Our flight landed on Sunday morning. Not much is open in Paris on Sunday, especially not markets or bakeries, which I knew and had anxiously discussed on the phone with Amy, who had told Armenio. So after he muscled our stuff and our selves into the apartment I had rented and after thoroughly charming Evelyne, our greeter, he put a shopping bag (tied with a ribbon) on the kitchen counter and said he had brought a surprise. Inside were fresh croissants, a baguette, milk, butter and strawberry jam, ready for Monday morning. I almost cried.

We saw him later that day, after unpacking and a nap, for a drive around the city (for newbie Mack's benefit) that cruised all the recognizable tourist stops (so we could check them off the Must See list) and showed my wide-eyed husband just how big and how crowded Paris is. On Tuesday and Wednesday I emailed him, writing in French, when I had questions and knew he had answers (thank Dog for Google Translate). And on Friday he picked us up at 8 AM and drove us to Normandy, two hours away on the autoroute and into what turned out to be our shared past.

I'll describe later in this series what we saw and where we went that day, driving and stopping and walking between Caen and Vierville-sur-Mer, but we started at the Memorial, the Center for History and Peace and spent the morning being reminded of what we Americans had studied and learned about from so far away, the war my father had fought in, that had fascinated Mack in newsreels he'd watched in Chicago theaters as a boy. After hours in the museum and a quick lunch, Armenio asked if he could leave us for a moment to get something for his son at the gift shop, and he came back with a replica of an English Spitfire airplane and a small American flag. "Valentin, il aime les drapeaux," he said. He loves flags.

As we drove between beaches and monuments and cemeteries, I asked Armenio about his family. All four of his grandparents were Portuguese who had emigrated to France; they married and settled on the outskirts of Paris. His parents were young children when France fell to Hitler in 1940; they lived under the German occupation until they were liberated by the British and Americans following the success of Operation Overlord that began on D-Day in Normandy. These threads of lives that cross and knot, his people and ours, nearly half a world apart and over half a century ago, are woven into one long, dense textile.

It was late and dark on our way back to Paris that Friday; Mack and I were tired. A fat gold moon rose in the night. Armenio chose the fastest route, studded with toll stops*, heading for the tunnels under the glittering, jarringly modern skyscrapers of La Défense. As we passed the autoroute sign for Versailles, I said, "Isn't that near where you and Manuela and Valentin live?" Yes, he said, about 40 minutes to Paris. From the back, Mack yelped, "Oh, no! You have to drive us into the city and then drive all the way back out here?" (Mack hates to drive.)

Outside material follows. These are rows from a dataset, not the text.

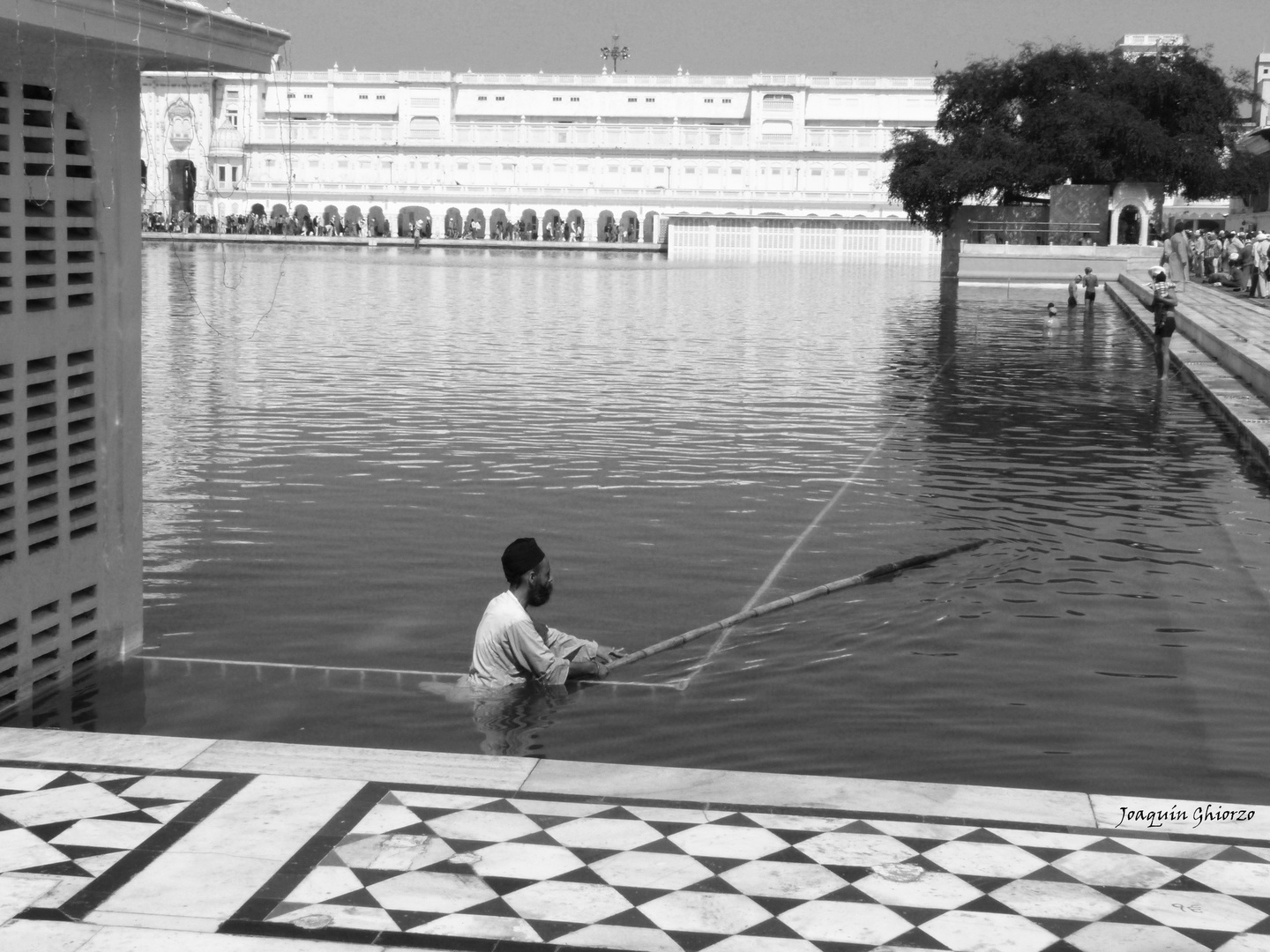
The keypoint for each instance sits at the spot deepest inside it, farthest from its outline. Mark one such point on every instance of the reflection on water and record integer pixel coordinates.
(333, 472)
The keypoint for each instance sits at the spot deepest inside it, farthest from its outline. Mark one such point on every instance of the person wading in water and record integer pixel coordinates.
(512, 649)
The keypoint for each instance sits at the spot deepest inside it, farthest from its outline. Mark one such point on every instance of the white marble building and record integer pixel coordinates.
(489, 145)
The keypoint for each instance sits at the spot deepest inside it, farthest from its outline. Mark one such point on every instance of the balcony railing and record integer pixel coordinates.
(519, 135)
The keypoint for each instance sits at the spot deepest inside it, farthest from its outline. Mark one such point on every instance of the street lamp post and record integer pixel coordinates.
(615, 52)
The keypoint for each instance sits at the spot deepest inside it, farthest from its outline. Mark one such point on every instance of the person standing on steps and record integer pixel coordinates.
(1162, 303)
(1177, 256)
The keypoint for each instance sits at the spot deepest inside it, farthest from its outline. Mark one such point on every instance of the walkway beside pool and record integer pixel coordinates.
(1222, 346)
(424, 244)
(129, 843)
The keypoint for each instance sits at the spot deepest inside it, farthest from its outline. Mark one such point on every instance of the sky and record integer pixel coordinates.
(814, 37)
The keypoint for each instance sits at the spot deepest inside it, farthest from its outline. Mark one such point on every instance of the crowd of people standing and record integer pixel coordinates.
(259, 224)
(1236, 259)
(334, 225)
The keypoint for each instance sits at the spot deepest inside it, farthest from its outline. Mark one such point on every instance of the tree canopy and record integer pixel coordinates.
(1011, 129)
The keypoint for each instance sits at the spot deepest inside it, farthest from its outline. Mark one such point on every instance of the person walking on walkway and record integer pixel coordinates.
(1260, 286)
(1162, 303)
(1177, 254)
(1091, 291)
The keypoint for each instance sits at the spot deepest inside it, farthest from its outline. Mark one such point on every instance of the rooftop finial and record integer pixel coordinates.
(615, 52)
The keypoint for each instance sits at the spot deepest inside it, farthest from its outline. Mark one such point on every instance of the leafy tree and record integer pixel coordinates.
(1011, 129)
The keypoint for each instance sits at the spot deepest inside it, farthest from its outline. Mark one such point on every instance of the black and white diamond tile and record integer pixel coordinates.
(71, 827)
(446, 870)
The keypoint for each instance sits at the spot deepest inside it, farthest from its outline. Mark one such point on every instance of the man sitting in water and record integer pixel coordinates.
(511, 648)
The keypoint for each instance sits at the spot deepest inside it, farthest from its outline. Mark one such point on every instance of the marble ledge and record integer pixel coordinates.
(848, 795)
(138, 750)
(43, 936)
(476, 770)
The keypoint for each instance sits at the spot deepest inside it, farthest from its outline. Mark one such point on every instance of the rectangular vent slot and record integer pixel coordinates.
(42, 502)
(43, 611)
(46, 635)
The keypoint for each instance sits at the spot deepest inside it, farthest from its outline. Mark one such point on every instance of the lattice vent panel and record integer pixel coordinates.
(49, 391)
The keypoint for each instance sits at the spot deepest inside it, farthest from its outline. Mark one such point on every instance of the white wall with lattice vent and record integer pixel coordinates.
(51, 322)
(70, 316)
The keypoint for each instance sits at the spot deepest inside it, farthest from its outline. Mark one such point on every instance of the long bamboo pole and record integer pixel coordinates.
(888, 569)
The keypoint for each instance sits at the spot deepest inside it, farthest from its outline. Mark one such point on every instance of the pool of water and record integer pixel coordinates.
(340, 442)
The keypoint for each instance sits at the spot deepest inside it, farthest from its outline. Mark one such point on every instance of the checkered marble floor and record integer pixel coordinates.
(83, 831)
(115, 843)
(450, 870)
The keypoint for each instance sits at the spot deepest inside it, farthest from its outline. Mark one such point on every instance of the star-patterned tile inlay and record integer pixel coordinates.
(71, 827)
(435, 870)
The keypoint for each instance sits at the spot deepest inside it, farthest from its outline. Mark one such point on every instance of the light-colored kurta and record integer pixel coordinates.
(508, 651)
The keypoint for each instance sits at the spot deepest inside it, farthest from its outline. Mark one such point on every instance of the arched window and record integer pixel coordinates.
(424, 127)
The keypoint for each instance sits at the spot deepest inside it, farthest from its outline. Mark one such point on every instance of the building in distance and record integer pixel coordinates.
(628, 147)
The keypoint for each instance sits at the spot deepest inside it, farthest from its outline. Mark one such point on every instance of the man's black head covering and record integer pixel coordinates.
(519, 557)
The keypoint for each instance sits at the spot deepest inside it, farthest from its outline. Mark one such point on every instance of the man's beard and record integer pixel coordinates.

Completely deadpan, Armenio, in French, said, "Well, I could take you two home with me, and you could walk the rest of the way to the apartment. It would only take you about three hours." I howled with laughter while Mack yelled, "What did he say? What did he say?" 

The sort of thing you would only say to a friend, a snarky, joke-y, fully human, revealing comment. I felt like we were just admitted to the cool kids' club, like we were home.

"He loves flags."





* Stopping/paying at a dozen or so toll booths on this trip led to the following exchange in the car:


Mack announces he has noticed that all the money takers at the toll booths are women.

I ask Armenio (in French) if that's true. 

Armenio says: "Yes, 80 to 90 percent are women." 

Mack says: "Women are probably better at counting."

I roll my eyes and repeat this to Armenio in French. 

Armenio says:  "Women are better at money."